With the beating heat of Colombia it was great to get some pool time in. We did laugh though as the hostel, like most, is geared to younger and usually single backpackers. At times it reminded us of Cancun spring break as the pool area was always filled with a dozen or so backpackers who were obviously trying to put out the vibe for each other. Might have actually worked if they all would have taken a break from checking their phones. At one point I counted 15 of the 17 people at or in the pool on their phones not talking to anyone. Who knows though, maybe they were just Tinder’ing each other instead.
The highlight of our days here was a day trip to Minca, a small town up in a coffee region about an hour away. The total day trip cost about $16 per person which included a driver for the day, visiting a series of waterfalls to swim in, a coffee plantation tour, time at a local lunch spot and hitting view points for pictures. A really nice German guy, Timo, joined us on the trip and helped with some rough translations as our guide only spoke Spanish. This came in extra helpful when at one point we got stopped by the military police and our guide started talking fast while making guns with his hands and virtually shooting them into the air.
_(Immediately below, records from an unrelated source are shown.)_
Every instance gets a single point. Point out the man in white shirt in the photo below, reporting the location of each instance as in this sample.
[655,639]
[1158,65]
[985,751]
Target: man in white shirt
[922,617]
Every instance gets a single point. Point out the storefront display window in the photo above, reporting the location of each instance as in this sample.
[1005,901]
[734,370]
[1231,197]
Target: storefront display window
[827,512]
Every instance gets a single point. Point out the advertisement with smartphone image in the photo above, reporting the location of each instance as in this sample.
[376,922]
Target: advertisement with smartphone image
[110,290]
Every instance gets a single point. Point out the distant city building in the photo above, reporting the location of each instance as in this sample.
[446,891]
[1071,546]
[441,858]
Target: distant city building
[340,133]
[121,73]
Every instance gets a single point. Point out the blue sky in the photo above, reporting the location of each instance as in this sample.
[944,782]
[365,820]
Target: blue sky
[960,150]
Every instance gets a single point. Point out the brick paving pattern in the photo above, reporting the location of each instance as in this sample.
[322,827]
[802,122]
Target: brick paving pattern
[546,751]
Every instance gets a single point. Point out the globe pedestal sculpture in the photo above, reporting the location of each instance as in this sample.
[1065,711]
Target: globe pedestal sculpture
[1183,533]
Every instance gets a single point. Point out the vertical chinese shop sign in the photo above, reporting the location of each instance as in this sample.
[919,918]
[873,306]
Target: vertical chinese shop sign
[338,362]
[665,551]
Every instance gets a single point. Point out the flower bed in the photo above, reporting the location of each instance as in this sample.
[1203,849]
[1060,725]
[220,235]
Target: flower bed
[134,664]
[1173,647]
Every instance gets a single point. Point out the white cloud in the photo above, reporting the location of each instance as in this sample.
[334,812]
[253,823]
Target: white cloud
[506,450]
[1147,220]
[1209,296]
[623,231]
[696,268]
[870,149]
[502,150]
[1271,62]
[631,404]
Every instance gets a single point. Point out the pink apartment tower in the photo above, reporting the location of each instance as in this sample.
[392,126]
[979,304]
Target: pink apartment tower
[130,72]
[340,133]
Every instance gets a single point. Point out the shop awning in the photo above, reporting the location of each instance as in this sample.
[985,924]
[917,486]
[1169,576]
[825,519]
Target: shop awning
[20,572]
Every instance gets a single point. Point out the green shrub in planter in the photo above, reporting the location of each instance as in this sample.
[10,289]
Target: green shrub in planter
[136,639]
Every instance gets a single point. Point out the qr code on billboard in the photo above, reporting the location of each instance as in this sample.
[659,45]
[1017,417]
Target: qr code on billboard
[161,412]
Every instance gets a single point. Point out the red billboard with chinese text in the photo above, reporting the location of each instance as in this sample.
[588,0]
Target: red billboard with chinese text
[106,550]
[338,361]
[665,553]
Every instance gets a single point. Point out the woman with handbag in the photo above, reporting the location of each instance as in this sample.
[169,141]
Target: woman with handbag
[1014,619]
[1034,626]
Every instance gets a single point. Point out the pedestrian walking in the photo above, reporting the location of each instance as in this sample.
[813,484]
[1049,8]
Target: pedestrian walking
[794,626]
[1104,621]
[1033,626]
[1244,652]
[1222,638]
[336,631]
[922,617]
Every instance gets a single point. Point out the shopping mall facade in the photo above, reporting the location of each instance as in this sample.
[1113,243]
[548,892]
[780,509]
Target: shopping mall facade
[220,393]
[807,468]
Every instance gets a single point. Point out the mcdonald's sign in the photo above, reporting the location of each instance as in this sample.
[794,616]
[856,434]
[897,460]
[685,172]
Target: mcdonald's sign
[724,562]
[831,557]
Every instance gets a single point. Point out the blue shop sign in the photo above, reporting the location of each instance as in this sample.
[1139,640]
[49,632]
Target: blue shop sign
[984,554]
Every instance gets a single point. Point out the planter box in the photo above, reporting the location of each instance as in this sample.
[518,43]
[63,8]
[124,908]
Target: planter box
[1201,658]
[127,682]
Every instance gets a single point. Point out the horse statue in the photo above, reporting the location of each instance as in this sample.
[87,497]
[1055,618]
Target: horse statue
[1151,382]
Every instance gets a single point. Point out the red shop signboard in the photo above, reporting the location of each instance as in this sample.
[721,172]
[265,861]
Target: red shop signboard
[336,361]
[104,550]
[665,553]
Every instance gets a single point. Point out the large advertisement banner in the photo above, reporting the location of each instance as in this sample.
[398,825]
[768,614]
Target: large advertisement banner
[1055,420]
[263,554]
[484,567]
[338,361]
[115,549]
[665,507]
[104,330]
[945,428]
Luckily Timo translated and said the Governor would be in Minca today with heavily armed guards who might not let us into the city, so we could have to turn around. Obviously that all makes sense but when your guide starts shooting imaginary guns in the air while pulled over and talking in fast Spanish, for some odd reason it isn’t the first thing to come to mind.
The coffee plantation – La Victoria – was amazing. The operation is completely organic and sustainable and all the equipment they use is original from 124 years ago. Everything from transporting the beans from location to location, the power to process the beans through the machines, and the town’s electricity are all water and gravity powered. While they aren’t able to do the volume of the major coffee operations, they are able to produce their coffee much cheaper and in an organic and sustainable way. After learning about their operation and the beans, we then got to taste test (clearly the best part). During the taste test I also learned they sold fresh honey from the bees on the planation. Obviously my honey addiction forced me to buy 20oz of that pure delicious gold nectar. And who could resist when it was only $4! For all those wondering out there, yes we almost finished all 20oz of honey before we left the country 10 days later. Don’t judge because this honey bear don’t care.
Once our friend Sarah arrived, we upgraded from our hostel to one of the nicest hotels in the city. The room price was still very cheap compared to US standards ($150 a night split three ways) but the resort was really nice. There was a huge pool to soak in all day which backed up right to the local beach, they had a great free breakfast buffet, and even gave us access to the CrossFit gym next door to get in workouts (and yes we survived the workouts in Spanish in the insane heat).
Overall, the city wasn’t a standout in South America but it was a nice stop along the way. Most people only come here to access Tayrona National Park and while that was our original goal, we got rained out on the day we had it planned for and didn’t get another chance at it.